# Homeowner's Insurance



## 3Boys2GSD (May 3, 2009)

Hey everyone,

My husband and I moved to South Carolina from CA in October with the 3 boys and our two GSD. We're in the process of buying a home and just got rejected by several local/smaller insurance companies. We are military so we applied through USAA and I've also checked out Traveler's (it appears that they accept GSD??). I have also heard that State Farm may work but otherwise, some of the other big companies like Allstate aren't in SC and GEICO rejected us as well. Any advice on companies in SC that may be GSD friendly?

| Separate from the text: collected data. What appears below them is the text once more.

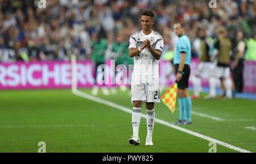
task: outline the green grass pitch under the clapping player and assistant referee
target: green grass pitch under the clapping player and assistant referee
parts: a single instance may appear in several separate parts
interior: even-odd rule
[[[82,89],[90,94],[90,89]],[[98,97],[132,108],[129,92]],[[192,126],[181,126],[256,152],[256,101],[211,100],[192,101]],[[155,105],[156,118],[173,123],[179,115],[163,103]],[[142,108],[145,112],[145,107]],[[216,116],[214,120],[200,114]],[[208,152],[209,141],[155,123],[154,146],[145,146],[146,119],[139,130],[141,145],[129,145],[132,135],[131,115],[101,103],[86,100],[63,90],[0,91],[0,152],[38,152],[39,141],[46,152]],[[217,152],[236,150],[217,145]]]

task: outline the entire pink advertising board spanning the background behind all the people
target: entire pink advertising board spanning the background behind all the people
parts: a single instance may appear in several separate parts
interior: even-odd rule
[[[119,72],[118,67],[111,61],[106,61],[105,70],[110,73],[107,75],[107,87],[117,87]],[[195,75],[199,66],[198,59],[191,61],[191,75]],[[123,67],[120,67],[124,70]],[[125,84],[130,84],[132,68],[127,68]],[[112,71],[111,71],[112,70]],[[92,61],[77,62],[77,87],[91,88],[94,85],[94,64]],[[119,70],[120,71],[120,70]],[[243,71],[244,90],[256,93],[256,62],[246,61]],[[159,61],[159,82],[171,85],[175,81],[174,68],[169,61]],[[167,75],[168,78],[166,79]],[[121,78],[123,79],[123,78]],[[164,82],[167,80],[167,83]],[[114,83],[113,83],[114,82]],[[15,62],[0,63],[0,89],[58,89],[71,88],[71,62],[50,61],[50,62]],[[189,84],[192,86],[191,81]],[[208,80],[202,79],[202,85],[208,86]],[[101,87],[101,85],[99,85]]]

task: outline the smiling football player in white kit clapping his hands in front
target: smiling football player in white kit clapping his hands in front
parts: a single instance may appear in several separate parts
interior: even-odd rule
[[[155,122],[154,103],[160,102],[158,60],[163,51],[163,37],[152,31],[154,11],[143,10],[142,31],[130,37],[129,55],[134,58],[134,72],[131,81],[131,102],[133,103],[131,145],[139,145],[139,123],[141,122],[142,102],[146,102],[147,137],[145,145],[153,145],[152,133]]]

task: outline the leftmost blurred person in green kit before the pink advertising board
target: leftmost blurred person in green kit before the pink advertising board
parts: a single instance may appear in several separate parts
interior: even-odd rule
[[[107,49],[107,41],[105,38],[101,38],[101,35],[98,34],[96,40],[92,41],[92,60],[95,65],[95,85],[92,89],[92,94],[95,96],[98,94],[99,87],[97,85],[97,68],[101,64],[105,64],[105,51]],[[109,90],[104,86],[102,87],[102,92],[108,96]]]

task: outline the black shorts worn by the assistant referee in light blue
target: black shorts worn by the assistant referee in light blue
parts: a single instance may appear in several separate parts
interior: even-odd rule
[[[179,70],[179,64],[175,64],[174,67],[175,67],[175,74],[177,75],[177,71]],[[183,68],[183,75],[181,77],[181,80],[179,81],[179,83],[177,83],[177,87],[179,89],[188,88],[189,75],[190,75],[190,67],[188,64],[185,64]]]

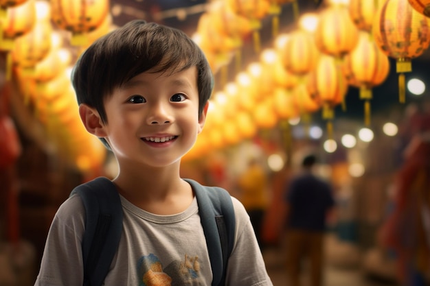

It can't be there isn't a single GSD homeowner in SC... I absolutely refuse to give up my babies just because of insurance and would rather go without the home than let them go.

Thanks in advance!


----------



## onyx'girl (May 18, 2007)

Do your dogs have proof they have been thru obedience classes? A CGC certificate would be helpful. Do the insurance companies ask up front about your pets? Good luck with it!


----------



## LaRen616 (Mar 4, 2010)

Wow, I am sorry to hear that your having such a hard time finding insurance. I have American Family Insurance and they allow GSD's but I dont know if that's only in Illinois? When I was at their office setting it all up they asked me up front what breed of dog I had. They do not allow Chow Chow's, Pit Bulls or Pit Bull mixes, Akita's, Rottweilers and Wolf mixes. Like I said that is how it is in Illinois, so I dont know how it would be there. Good luck! I hope it works out for you.


----------



## AnnaRiley (Feb 14, 2008)

I have State Farm here in SC. Unless they have changed something that I don't know about, you should not have a problem.


----------



## Emoore (Oct 9, 2002)

Farmers has no issue with GSDs.


----------



## Rerun (Feb 27, 2006)

We use state farm here in Indiana with no problems, they never even asked about dogs much less breeds.


----------



## Andaka (Jun 29, 2003)

My State Farm agent has been to my house and met my dogs. We have been with State Farm for 25 years.


----------



## Lilie (Feb 3, 2010)

As we live in a rural area in Texas, our agent had to come out to the house to inspect it. He saw that we had a hot wire up on the back yard fence and said there wouldn't be a problem with the dogs.


----------



## Trina (Sep 11, 2009)

I live in VA and we have been with State Farm for over twenty years, and during those years we have owned GSDs, an Akita, and a mixed breed. I cannot remember if they even asked about pets, and we have purchased two homes while insured with them.


----------



## janisinsc (Aug 26, 2009)

I have allstate homeowners and have never been asked about my dogs, one of which is a GSD. I don't think natinwide has exclusions. I am in greenville sc.


----------